The Los Angeles County Board of Supervisors on Tuesday, December 22, voted for the state to accept an amended land deed for the property that was once a Bruce Beach Lodge, so that it could legally transfer the property to the Bruce family.
Senate Bill 796 made the ensuing switch-off possible, effective shortly after it was signed by Governor Gavin Newsom in September. This gave the State Department of Parks and Recreation time until December 31 to amend the property deed and remove restrictions already imposed on Bruce Beach.
The amended deed allows the county to transfer, sell, or build upon the land. When the state granted land to the county in 1995, those moves were restricted, allowing only public recreation and beach access.
While the move may sound bureaucratic, supervisor Janice Hahn said in a statement that it is an important part of the plan.
“LA County has owned this land for the past few decades, but the state had restricted our ability to move it,” Hahn said. “By removing those restrictions from this amended deed, we can finally move forward with returning this property to the Bruce family; we are one step closer to making history.”
Meanwhile, according to Hahn’s office, the county is still evaluating the value of the land, and will begin verification of heirs who have come forward after December 31. That assessment will take 30 days, Hahn’s employees said.
Once the heirs are confirmed, the county can hold official talks with the Bruce family, said Liz Odendahl, Hahn’s spokeswoman; After that, it shouldn’t take long for the Bruce descendants to sign the deed by the county.

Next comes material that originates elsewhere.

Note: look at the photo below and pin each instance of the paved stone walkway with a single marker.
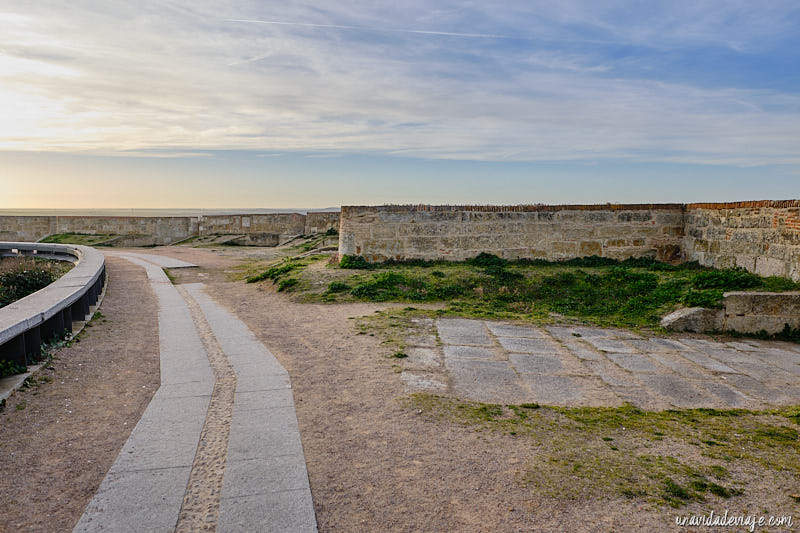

Bruce Beach Lodge—two parcels of about 7,000 square feet at 2600 The Strand in Manhattan Beach—was a 20th-century seaside resort for African Americans at a time when black people had limited access to the coast.
Villa and Charles Bruce, who was black, bought two parcels in 1912 for $1,225 and turned the land into an affluent resort.
But in 1929, city leaders successfully used eminent domain to annex the land for racially motivated reasons. The owners of the lodge received $14,500 for the parcel, which is now worth millions of dollars.
Now that the board of supervisors has accepted the deed, the county can give the land to Bruce’s descendants.